Security experts are raising an alarm about the possibility of supply-chain attacks, particularly by hackers on GoAnywhere MFT, a popular enterprise file transfer solution. The critical severity bug has very noticeable parallels to a previously referred to zero-day, which allowed numerous organizations to be attacked with ransomware, exploiting such a zero-day.
Vulnerability outbreaked vessel deserialization Critical
The vulnerability is named CVE-2025-10035 and was reported by Fortra on September 18, 2025, and is considered an unsafe deserialization that permits an opportunity to execute unauthenticated remote code. The protection has been taken advantage of by GoAnywhere MFT, a managed file transfer service employed in over 3,000 organisations, including Fortune 500 businesses.
A CVE-2025-10035 vulnerability can give an actor holding a valid remade license response signature the ability to de-sixtisate an arbitrary object under the control of an actor, potentially resulting in command injection, as explained in the Fortra security advisory. The imperfection is rated 10, and this is the highest tolerance of a CVSS rating.

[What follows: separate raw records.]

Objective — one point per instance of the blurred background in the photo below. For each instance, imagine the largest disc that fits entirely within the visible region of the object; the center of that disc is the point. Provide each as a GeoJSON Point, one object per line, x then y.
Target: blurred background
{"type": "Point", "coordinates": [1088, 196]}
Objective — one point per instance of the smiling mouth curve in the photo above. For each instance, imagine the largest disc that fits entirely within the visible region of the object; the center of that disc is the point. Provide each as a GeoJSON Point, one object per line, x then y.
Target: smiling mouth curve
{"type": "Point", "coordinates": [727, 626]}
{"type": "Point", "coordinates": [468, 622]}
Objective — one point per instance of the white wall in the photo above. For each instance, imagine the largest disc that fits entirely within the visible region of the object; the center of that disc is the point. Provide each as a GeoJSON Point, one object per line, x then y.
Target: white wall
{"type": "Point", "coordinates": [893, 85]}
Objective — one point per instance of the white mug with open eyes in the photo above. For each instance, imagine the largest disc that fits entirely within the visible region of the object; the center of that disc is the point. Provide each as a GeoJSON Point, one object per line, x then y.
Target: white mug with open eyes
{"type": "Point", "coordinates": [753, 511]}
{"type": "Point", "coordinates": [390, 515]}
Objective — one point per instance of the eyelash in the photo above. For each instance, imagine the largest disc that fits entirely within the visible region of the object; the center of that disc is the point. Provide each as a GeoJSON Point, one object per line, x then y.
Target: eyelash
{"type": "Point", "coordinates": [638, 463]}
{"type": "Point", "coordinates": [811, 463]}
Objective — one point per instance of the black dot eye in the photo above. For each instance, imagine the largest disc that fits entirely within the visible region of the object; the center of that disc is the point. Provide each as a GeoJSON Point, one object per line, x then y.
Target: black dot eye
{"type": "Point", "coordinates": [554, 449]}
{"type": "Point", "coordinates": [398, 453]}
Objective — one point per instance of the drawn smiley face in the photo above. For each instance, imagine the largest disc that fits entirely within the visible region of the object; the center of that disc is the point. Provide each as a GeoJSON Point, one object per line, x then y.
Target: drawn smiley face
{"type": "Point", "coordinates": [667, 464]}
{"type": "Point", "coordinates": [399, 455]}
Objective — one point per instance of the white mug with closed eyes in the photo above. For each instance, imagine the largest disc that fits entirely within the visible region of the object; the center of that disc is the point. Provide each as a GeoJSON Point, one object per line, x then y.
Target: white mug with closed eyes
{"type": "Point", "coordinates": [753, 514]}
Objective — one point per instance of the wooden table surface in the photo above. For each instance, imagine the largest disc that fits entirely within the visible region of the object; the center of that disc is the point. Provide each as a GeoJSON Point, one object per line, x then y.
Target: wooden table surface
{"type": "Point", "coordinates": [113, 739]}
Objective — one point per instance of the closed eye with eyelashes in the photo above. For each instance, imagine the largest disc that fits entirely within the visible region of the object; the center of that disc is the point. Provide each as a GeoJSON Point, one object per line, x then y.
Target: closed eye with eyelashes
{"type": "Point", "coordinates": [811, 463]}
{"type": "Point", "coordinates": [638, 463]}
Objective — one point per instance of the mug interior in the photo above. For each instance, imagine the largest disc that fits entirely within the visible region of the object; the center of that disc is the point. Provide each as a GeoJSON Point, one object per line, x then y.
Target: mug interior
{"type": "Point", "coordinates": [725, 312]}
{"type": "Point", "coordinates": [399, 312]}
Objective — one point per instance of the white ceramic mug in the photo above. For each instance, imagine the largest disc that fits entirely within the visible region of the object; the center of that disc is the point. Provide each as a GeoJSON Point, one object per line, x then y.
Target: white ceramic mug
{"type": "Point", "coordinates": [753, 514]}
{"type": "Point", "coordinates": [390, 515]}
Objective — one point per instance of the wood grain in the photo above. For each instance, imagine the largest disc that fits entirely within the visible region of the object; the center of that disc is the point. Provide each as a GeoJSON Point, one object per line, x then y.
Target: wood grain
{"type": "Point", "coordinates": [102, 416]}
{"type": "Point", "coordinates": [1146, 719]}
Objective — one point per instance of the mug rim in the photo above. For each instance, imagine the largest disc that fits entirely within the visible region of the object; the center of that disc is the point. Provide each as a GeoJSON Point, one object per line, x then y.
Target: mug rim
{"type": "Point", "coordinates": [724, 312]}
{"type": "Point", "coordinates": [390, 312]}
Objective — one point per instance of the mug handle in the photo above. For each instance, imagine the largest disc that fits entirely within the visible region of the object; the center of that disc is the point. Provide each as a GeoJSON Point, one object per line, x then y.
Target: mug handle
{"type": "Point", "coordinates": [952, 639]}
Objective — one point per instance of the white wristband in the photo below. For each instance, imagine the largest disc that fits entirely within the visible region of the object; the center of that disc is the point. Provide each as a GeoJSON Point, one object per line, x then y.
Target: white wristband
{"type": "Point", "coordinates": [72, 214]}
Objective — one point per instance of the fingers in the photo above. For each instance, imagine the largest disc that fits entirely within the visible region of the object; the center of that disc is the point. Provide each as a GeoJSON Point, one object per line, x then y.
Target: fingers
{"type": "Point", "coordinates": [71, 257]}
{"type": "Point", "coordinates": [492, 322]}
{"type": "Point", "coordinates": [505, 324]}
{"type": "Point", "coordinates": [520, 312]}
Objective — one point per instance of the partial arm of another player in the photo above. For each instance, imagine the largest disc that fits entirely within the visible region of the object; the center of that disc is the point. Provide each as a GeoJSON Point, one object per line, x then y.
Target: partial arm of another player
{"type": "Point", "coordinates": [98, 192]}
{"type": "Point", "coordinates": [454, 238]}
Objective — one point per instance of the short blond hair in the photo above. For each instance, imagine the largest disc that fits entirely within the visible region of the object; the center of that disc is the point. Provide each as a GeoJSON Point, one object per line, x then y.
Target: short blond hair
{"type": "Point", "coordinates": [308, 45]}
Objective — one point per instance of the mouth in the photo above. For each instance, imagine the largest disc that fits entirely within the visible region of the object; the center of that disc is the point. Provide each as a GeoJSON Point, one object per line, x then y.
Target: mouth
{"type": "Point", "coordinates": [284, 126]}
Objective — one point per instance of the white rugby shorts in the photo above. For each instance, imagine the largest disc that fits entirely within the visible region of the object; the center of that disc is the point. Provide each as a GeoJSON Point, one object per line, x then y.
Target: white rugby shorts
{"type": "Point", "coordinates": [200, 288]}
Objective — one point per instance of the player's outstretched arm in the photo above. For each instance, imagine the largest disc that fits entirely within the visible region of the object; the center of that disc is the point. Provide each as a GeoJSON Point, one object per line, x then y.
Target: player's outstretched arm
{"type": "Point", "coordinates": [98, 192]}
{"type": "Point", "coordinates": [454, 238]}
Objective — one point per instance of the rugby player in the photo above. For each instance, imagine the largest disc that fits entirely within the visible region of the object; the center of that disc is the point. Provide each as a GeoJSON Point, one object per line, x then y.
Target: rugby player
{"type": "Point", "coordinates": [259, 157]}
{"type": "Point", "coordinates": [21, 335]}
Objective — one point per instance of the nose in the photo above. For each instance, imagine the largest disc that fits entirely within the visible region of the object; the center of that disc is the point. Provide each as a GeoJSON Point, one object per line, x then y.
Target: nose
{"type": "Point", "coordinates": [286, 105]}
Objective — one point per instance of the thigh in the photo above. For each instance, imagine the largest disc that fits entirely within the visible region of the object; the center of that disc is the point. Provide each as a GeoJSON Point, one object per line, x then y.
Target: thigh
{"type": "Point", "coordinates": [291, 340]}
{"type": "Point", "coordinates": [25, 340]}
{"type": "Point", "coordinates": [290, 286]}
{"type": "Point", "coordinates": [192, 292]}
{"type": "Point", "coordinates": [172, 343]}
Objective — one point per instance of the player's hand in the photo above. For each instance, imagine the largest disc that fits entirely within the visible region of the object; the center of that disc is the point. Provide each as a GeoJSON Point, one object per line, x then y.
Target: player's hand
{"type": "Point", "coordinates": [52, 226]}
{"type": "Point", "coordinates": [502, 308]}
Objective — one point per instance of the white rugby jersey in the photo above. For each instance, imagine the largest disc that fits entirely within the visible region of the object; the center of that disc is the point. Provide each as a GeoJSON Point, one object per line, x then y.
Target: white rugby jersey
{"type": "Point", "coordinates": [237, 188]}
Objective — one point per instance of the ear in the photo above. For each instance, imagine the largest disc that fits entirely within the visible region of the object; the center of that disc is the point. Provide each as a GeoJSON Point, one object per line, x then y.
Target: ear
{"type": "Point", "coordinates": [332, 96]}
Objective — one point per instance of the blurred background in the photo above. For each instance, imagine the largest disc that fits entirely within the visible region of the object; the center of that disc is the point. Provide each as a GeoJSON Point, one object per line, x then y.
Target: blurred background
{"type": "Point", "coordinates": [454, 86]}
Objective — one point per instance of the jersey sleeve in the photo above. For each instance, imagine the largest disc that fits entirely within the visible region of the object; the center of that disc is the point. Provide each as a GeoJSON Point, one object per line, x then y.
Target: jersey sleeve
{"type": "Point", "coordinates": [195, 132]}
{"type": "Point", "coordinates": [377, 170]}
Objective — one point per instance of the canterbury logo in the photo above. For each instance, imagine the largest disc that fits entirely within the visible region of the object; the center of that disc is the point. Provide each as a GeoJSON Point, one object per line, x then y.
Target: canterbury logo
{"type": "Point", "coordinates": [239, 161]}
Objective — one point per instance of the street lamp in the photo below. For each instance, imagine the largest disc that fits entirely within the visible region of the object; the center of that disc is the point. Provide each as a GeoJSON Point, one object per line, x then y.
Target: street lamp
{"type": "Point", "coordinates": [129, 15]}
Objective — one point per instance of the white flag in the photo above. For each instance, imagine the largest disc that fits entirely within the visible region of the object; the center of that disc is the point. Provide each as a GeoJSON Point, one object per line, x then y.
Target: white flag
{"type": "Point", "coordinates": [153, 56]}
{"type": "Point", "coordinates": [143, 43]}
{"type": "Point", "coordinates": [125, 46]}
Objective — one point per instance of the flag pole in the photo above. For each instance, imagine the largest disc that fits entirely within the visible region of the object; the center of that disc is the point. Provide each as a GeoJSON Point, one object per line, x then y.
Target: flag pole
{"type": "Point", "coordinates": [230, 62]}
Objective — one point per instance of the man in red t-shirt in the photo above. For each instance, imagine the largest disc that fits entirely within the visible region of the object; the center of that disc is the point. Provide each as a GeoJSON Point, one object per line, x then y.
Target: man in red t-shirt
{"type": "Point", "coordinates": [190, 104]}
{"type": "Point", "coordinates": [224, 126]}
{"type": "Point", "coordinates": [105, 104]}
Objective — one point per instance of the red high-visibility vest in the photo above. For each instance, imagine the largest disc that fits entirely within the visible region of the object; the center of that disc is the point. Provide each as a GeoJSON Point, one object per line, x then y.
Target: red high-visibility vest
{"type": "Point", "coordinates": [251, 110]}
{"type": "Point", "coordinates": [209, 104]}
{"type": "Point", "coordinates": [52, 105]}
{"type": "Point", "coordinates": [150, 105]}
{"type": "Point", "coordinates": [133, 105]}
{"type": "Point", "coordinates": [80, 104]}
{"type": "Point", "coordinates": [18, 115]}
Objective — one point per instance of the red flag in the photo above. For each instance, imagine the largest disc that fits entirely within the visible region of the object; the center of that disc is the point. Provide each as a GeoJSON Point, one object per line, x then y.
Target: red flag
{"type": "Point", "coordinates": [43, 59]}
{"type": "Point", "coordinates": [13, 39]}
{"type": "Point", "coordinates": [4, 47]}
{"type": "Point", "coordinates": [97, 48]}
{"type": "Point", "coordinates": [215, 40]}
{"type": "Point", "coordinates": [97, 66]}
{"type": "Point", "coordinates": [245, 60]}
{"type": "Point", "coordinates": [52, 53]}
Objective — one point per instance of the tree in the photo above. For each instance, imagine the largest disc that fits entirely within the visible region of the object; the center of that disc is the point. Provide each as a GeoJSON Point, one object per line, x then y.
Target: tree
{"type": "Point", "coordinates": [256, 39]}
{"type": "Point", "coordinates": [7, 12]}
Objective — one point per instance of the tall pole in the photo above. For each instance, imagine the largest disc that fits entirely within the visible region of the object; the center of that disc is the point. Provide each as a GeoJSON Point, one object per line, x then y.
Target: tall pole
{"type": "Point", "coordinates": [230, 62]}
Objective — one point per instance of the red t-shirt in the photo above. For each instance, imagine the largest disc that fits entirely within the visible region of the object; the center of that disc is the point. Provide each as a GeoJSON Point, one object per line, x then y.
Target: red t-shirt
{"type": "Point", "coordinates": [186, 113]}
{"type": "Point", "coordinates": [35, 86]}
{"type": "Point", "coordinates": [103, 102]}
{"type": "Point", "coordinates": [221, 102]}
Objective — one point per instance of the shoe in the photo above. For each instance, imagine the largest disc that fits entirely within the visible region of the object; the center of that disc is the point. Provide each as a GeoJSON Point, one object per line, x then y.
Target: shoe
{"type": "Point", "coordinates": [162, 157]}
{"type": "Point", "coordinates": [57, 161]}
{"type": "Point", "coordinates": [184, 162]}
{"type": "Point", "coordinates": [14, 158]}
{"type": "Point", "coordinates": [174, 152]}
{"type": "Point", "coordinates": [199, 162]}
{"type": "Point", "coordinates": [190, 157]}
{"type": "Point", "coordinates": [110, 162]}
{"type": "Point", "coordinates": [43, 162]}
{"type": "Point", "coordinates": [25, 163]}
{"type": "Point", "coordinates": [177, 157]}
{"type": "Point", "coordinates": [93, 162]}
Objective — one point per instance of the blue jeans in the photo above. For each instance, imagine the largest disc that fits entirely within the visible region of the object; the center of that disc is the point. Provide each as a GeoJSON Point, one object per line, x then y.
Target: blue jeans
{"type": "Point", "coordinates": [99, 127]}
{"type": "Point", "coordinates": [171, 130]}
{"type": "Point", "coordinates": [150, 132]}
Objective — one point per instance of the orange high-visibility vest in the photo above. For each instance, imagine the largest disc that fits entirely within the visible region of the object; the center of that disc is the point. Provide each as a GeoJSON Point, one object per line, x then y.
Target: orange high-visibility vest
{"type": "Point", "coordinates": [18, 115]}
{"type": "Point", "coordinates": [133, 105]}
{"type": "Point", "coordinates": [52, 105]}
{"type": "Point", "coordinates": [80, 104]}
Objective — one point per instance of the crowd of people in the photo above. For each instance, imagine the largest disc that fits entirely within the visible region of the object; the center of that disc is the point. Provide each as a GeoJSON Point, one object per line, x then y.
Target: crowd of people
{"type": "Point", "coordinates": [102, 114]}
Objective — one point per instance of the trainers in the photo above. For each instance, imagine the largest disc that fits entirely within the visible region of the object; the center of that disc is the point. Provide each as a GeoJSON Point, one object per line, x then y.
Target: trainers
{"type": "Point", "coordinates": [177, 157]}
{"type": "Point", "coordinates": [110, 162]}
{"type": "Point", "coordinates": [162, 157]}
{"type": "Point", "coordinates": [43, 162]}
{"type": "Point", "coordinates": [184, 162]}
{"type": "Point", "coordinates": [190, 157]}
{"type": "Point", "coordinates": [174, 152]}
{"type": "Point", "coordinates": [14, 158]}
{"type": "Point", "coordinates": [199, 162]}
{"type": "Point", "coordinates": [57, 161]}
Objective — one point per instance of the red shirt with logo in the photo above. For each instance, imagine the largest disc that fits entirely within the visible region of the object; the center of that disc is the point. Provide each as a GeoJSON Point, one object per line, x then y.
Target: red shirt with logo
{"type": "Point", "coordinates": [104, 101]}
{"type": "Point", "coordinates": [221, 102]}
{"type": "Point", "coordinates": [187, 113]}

The weakness of the product is its License servlet, and as such, the attackers should have properly forged the license response signature to use the bug. Security professionals observe that deserialization vulnerabilities are generally very predictable as opposed to other forms of bugs, and this is why they are the most preferred after all by attackers.
Bothersome prefigurations of adventures
Scientists have found troubling parallels between this novel bug and CVE-2023-0669, which is a zero-day bug that was widely used by ransomware organizations. The description of the vulnerability is virtually the same as that of the following CVE-2023-0669, said Caitlin Condon, who is the vice president of security research at VulnCheck.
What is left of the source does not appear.